Addressing the issue of prosecution disclaimer in the context of a predecessor patent, the U.S. Court of Appeals for the Federal Circuit affirmed a summary judgment of invalidity by anticipation, finding that a possible disclaimer made during prosecution of the application for a predecessor patent did not apply to the patent-in-suit because the pertinent claim limitations were not substantially similar. Regents of the Univ. of Minn. v. AGA Med. Corp., Case No. 12-1167 (Fed. Cir., June 3, 2013) (Dyk, J.).

Regents of the University of Minnesota owns patents directed to medical devices for repairing heart defects and sued AGA Medical for infringement of those patents. Following a claim construction hearing, the district court granted summary judgment that the patents were invalid as anticipated. The university appealed.

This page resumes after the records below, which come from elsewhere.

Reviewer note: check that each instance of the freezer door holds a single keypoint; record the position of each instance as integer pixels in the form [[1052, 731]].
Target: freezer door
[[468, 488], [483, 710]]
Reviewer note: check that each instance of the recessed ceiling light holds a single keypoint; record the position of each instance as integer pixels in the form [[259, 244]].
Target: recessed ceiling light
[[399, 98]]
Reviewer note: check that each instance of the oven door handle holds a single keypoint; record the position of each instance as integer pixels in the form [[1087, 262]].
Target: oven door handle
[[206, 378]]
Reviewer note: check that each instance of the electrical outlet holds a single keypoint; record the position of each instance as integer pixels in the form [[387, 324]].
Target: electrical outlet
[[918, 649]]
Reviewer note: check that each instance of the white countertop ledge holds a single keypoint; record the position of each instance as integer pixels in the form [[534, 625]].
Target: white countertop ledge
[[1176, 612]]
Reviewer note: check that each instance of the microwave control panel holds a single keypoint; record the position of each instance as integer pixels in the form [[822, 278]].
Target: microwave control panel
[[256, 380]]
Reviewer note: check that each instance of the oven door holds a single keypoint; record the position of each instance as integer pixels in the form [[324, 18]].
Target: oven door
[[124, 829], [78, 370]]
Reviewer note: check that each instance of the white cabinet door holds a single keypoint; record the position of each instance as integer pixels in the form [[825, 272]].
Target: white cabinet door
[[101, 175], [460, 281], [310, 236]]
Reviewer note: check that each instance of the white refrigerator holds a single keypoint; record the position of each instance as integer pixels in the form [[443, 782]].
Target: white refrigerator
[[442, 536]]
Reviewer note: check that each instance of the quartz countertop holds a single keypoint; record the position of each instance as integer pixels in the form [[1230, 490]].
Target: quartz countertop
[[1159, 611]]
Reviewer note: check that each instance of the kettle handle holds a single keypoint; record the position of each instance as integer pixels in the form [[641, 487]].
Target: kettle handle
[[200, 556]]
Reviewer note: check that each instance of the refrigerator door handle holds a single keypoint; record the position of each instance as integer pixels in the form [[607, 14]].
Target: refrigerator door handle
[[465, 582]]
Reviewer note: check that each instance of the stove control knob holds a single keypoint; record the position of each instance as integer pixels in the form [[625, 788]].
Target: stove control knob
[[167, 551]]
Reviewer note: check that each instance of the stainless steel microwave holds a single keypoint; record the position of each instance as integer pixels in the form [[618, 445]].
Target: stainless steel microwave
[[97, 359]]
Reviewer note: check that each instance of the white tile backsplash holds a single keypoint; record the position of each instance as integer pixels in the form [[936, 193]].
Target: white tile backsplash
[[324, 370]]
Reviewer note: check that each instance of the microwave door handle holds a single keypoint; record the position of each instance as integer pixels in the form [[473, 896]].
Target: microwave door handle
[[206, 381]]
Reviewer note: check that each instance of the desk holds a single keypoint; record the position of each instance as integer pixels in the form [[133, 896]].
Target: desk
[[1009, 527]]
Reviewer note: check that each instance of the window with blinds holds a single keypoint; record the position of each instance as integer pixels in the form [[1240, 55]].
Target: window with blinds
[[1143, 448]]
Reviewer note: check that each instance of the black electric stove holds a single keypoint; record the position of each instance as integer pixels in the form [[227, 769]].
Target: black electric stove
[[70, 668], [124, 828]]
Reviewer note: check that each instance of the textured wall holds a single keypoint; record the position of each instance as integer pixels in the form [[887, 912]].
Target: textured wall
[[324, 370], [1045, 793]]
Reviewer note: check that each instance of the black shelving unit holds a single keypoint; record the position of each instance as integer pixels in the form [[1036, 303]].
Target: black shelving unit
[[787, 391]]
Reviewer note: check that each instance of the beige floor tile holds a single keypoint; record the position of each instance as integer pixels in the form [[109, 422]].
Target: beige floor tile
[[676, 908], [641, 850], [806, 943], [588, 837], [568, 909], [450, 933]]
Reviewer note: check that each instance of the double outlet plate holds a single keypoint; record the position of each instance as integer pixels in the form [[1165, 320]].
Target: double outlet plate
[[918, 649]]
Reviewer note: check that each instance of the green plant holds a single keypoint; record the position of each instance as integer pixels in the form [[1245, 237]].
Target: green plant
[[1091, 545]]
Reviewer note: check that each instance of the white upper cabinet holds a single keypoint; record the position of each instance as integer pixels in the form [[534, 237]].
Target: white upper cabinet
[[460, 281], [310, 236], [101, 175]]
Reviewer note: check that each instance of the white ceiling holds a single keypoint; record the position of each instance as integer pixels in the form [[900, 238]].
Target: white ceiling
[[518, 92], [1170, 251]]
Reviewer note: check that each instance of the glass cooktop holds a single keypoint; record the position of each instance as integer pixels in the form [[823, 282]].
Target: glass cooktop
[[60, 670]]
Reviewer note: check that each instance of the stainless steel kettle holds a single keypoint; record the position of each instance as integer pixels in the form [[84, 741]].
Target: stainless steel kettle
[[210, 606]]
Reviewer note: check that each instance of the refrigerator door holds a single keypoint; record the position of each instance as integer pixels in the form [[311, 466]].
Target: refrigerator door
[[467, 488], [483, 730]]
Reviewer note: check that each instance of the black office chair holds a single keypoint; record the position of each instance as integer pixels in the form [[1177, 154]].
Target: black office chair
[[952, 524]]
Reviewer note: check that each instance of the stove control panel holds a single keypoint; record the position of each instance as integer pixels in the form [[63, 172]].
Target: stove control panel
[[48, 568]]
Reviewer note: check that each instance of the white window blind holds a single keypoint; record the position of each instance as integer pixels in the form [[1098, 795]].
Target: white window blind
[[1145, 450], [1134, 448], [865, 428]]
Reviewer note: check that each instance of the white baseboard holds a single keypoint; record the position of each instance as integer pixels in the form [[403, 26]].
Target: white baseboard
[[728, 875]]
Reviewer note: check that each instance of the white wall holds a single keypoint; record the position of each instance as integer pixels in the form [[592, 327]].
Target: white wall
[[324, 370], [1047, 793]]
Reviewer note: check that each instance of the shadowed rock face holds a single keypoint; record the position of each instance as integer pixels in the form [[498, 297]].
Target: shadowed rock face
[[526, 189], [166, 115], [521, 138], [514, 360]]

The university argued that it had previously disclaimed the structure of the prior art reference during the prosecution of a predecessor patent. The Federal Circuit disagreed. The Federal Circuit found that the scope of the claim language was not substantially the same as that in the earlier pending application and therefore the previous disclaimer was not applicable.

During claim construction, the district court determined the asserted claims of the patent should be treated as means-plus-function claims under § 112(f). After claim construction, the district court found that asserted claims were invalid because the structure of the prior art reference was equivalent to the structure claimed in the asserted patent. On appeal, the University argued that the structure of the prior art reference had been disclaimed during the prosecution of a predecessor patent.

The Federal Circuit determined that the previous disclaimer was associated with a claim that did not include a means-plus-function element. The Federal Circuit further explained that the proper inquiry is whether the scope of the claim limitation is substantially the same in the subsequent application as it was in the earlier application and the appropriate focus is on the scope of the claim element, not the meaning of particular words in isolation.

The Federal Circuit evaluated the similarity between the earlier and later claim limitations and would only carry the disclaimer forward if there are only immaterial differences. Applying this reasoning, the Federal Circuit found that the basis for distinguishing the prior art in the asserted patent was not the same as the predecessor application and the asserted patent contained a different claim limitation. Thus, the original disclaimer did not carry over to limit the range of equivalents for the asserted patent and did not negate the district court’s anticipation finding.